What are we measuring?
This measure tracks the percentage of children in Fulton County who live below poverty level as defined by the U.S. Census Bureau.  A child is considered to be living in poverty if the child's family has a total income below a threshold value determined by the size of the family and the number of children in the family. For example, the threshold for a family of four made up of two adults and two children under 18 years was $24,339 in 2016.  The threshold for a family with more children is higher while the threshold for two adults with no children is lower.
Why are we measuring it?
Poor children suffer higher incidences of adverse health, developmental, and other outcomes than non-poor children.  Although overt malnutrition and starvation are rare among poor children in the United States, deficits in children’s nutritional status are associated with poverty. Poor children also suffer from emotional and behavioral problems more frequently than do non-poor children.
In addition to having serious consequences for individuals, childhood poverty has wider implications through reduced productivity, lower educational attainment and poor health, all of which exact social and economic costs.  A study by the Center for American Progress suggest that the costs to the U.S. associated with childhood poverty total about $500B per year, or the equivalent of nearly 4 percent of GDP. [1]
How are we doing?
While overall economic conditions have improved considerably since the end of the Great Recession, childhood poverty remains stubbornly persistent.

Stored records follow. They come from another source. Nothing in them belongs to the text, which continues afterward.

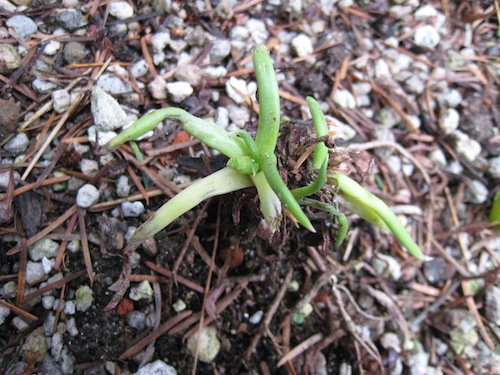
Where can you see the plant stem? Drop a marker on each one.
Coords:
(207, 132)
(369, 205)
(285, 195)
(269, 101)
(221, 182)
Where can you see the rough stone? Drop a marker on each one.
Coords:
(344, 99)
(74, 52)
(35, 347)
(70, 19)
(22, 25)
(108, 115)
(157, 367)
(159, 41)
(61, 100)
(132, 209)
(121, 10)
(43, 248)
(220, 50)
(158, 88)
(122, 187)
(189, 73)
(179, 91)
(209, 345)
(9, 116)
(87, 196)
(113, 85)
(18, 144)
(141, 291)
(42, 86)
(302, 45)
(84, 298)
(9, 59)
(450, 120)
(34, 271)
(426, 36)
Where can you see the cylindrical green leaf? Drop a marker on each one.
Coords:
(269, 101)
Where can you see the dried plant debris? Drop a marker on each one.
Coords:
(410, 93)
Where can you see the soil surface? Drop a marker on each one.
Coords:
(410, 90)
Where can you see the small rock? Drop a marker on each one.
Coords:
(494, 167)
(136, 320)
(19, 324)
(344, 99)
(35, 346)
(87, 196)
(476, 192)
(179, 91)
(22, 25)
(48, 302)
(492, 307)
(140, 68)
(34, 271)
(438, 270)
(141, 291)
(159, 41)
(414, 85)
(158, 88)
(302, 45)
(61, 100)
(426, 36)
(382, 69)
(222, 117)
(84, 298)
(71, 326)
(51, 48)
(257, 29)
(4, 313)
(122, 187)
(74, 53)
(70, 307)
(99, 136)
(239, 115)
(157, 367)
(18, 144)
(451, 98)
(189, 73)
(179, 305)
(239, 33)
(209, 345)
(132, 209)
(220, 50)
(43, 248)
(70, 19)
(5, 179)
(42, 86)
(9, 116)
(235, 86)
(450, 120)
(89, 167)
(9, 59)
(108, 115)
(121, 10)
(57, 346)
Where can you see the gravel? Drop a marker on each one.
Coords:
(400, 57)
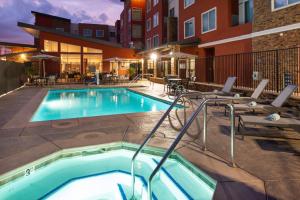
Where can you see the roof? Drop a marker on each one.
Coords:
(52, 16)
(35, 31)
(179, 55)
(117, 59)
(184, 43)
(11, 44)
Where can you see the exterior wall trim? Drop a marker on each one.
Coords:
(253, 35)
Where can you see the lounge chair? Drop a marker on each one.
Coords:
(263, 121)
(276, 104)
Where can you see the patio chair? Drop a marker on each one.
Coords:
(255, 95)
(264, 121)
(276, 104)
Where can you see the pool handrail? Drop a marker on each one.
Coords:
(183, 130)
(149, 136)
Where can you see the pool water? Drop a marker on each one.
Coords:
(107, 176)
(68, 104)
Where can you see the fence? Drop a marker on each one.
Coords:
(11, 76)
(281, 67)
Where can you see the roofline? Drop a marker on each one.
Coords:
(43, 29)
(48, 15)
(12, 44)
(185, 43)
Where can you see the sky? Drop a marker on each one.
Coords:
(89, 11)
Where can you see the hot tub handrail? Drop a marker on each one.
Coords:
(183, 130)
(149, 136)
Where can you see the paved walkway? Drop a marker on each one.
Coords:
(268, 167)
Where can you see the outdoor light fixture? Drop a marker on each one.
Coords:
(23, 56)
(153, 56)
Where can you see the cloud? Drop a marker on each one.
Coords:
(89, 11)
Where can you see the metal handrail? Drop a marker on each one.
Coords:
(181, 134)
(134, 79)
(153, 131)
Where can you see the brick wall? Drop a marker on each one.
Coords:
(265, 18)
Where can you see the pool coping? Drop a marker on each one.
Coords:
(29, 168)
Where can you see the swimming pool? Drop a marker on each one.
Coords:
(68, 104)
(103, 172)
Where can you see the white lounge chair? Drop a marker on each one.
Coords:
(276, 104)
(264, 121)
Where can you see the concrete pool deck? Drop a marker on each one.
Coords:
(268, 166)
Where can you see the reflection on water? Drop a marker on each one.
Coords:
(66, 104)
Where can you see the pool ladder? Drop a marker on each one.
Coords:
(201, 107)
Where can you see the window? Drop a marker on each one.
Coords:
(50, 46)
(91, 50)
(155, 20)
(87, 32)
(99, 33)
(60, 29)
(245, 11)
(136, 31)
(189, 28)
(148, 24)
(69, 48)
(137, 14)
(188, 3)
(129, 15)
(148, 43)
(148, 5)
(209, 20)
(278, 4)
(156, 41)
(112, 34)
(172, 12)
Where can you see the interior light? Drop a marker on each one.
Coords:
(153, 56)
(23, 56)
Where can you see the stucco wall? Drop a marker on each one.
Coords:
(11, 76)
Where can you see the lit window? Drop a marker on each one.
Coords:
(87, 32)
(155, 20)
(99, 33)
(277, 4)
(136, 31)
(60, 29)
(189, 28)
(245, 11)
(188, 3)
(50, 46)
(69, 48)
(136, 14)
(148, 24)
(91, 50)
(129, 15)
(209, 20)
(156, 41)
(148, 43)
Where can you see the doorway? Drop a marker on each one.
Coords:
(209, 64)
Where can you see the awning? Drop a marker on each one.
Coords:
(117, 59)
(179, 55)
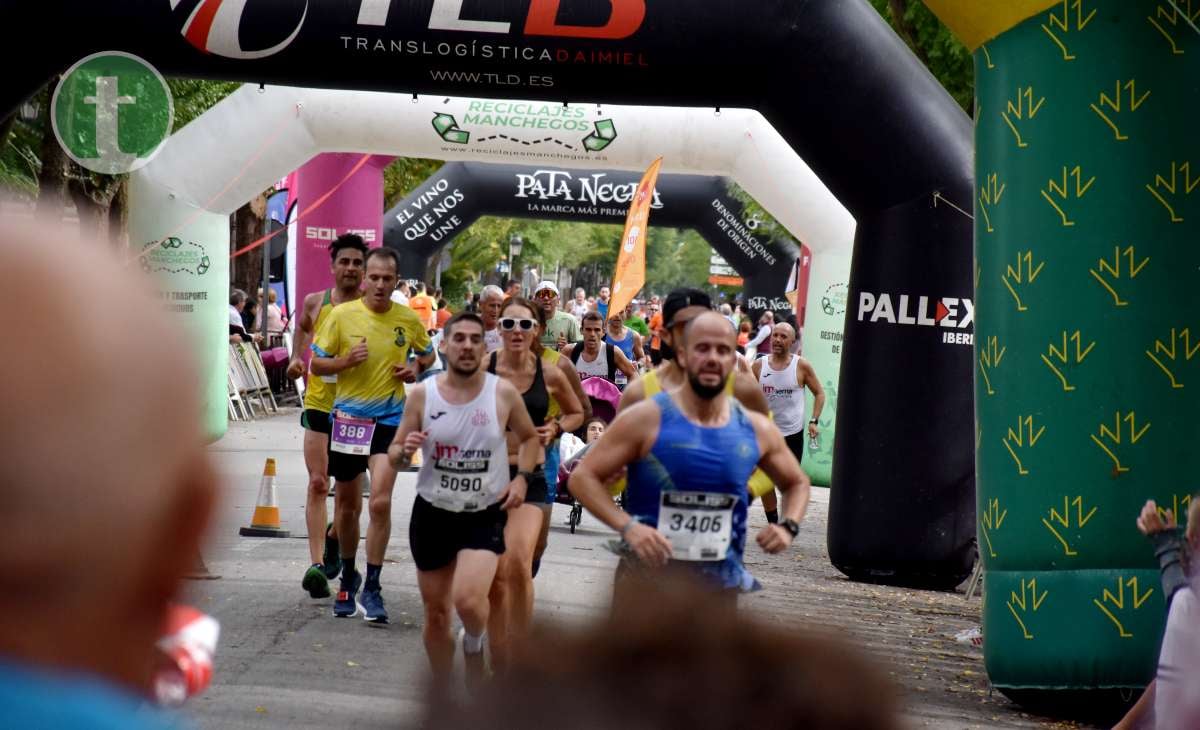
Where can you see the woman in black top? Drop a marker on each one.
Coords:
(520, 363)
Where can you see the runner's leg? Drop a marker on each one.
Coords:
(316, 460)
(436, 594)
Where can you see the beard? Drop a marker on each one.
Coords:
(466, 372)
(705, 392)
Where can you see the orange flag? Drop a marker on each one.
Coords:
(630, 275)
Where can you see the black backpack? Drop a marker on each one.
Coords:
(577, 351)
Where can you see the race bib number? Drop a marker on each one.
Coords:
(460, 492)
(352, 435)
(699, 525)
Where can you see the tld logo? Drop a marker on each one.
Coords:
(947, 311)
(216, 25)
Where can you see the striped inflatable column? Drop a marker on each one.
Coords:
(1087, 376)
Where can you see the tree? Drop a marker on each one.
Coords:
(946, 58)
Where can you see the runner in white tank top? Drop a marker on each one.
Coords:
(465, 460)
(784, 389)
(459, 420)
(785, 394)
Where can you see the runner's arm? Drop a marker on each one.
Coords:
(303, 335)
(778, 462)
(749, 393)
(625, 366)
(408, 436)
(573, 378)
(561, 390)
(809, 380)
(521, 425)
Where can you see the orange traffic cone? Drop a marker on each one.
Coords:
(265, 522)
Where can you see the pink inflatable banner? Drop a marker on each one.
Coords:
(357, 207)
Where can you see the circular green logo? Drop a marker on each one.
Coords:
(112, 112)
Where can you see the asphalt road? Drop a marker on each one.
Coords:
(285, 662)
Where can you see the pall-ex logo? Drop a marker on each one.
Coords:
(215, 25)
(951, 312)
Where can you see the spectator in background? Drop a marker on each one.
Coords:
(562, 329)
(83, 654)
(580, 305)
(275, 321)
(238, 331)
(636, 321)
(444, 313)
(401, 294)
(423, 304)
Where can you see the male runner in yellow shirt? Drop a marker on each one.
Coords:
(366, 343)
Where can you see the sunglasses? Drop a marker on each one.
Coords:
(509, 324)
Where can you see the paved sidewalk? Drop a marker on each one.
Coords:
(285, 662)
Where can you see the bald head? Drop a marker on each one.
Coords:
(783, 336)
(111, 488)
(709, 353)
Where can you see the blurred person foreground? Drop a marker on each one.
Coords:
(677, 659)
(107, 486)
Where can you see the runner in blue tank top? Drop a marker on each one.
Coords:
(689, 455)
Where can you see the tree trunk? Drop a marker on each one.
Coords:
(247, 268)
(52, 179)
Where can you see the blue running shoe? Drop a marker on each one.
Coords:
(347, 604)
(372, 606)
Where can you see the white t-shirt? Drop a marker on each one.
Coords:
(1177, 692)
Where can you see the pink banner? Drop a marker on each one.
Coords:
(357, 207)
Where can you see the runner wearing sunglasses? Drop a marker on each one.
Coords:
(520, 363)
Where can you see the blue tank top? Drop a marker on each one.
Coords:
(699, 459)
(625, 346)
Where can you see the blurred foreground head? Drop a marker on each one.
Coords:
(679, 660)
(106, 483)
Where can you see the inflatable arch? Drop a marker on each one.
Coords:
(1086, 389)
(843, 90)
(461, 192)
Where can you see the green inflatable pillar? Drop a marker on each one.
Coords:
(1087, 376)
(191, 273)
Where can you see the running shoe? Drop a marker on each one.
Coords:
(316, 582)
(372, 606)
(347, 603)
(474, 666)
(331, 562)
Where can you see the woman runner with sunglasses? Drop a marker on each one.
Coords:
(520, 363)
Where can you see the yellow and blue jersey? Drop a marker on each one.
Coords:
(369, 389)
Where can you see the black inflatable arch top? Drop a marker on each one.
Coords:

The percentage of children in Fulton County living below poverty saw a decline of about 3 percentage points between 2011 and 2015 but rose in 2016 to 24.3%, however, has declined to 20.1% since 2017.
Among its benchmark counties, Fulton ranked near the middle in 2017, far below Shelby County, Tennessee (30.2%) but at over twice the rate Wake County, North Carolina (12.0%).  Poverty among children in Fulton County is heavily concentrated in south and west Atlanta, where rates are generally over 50%.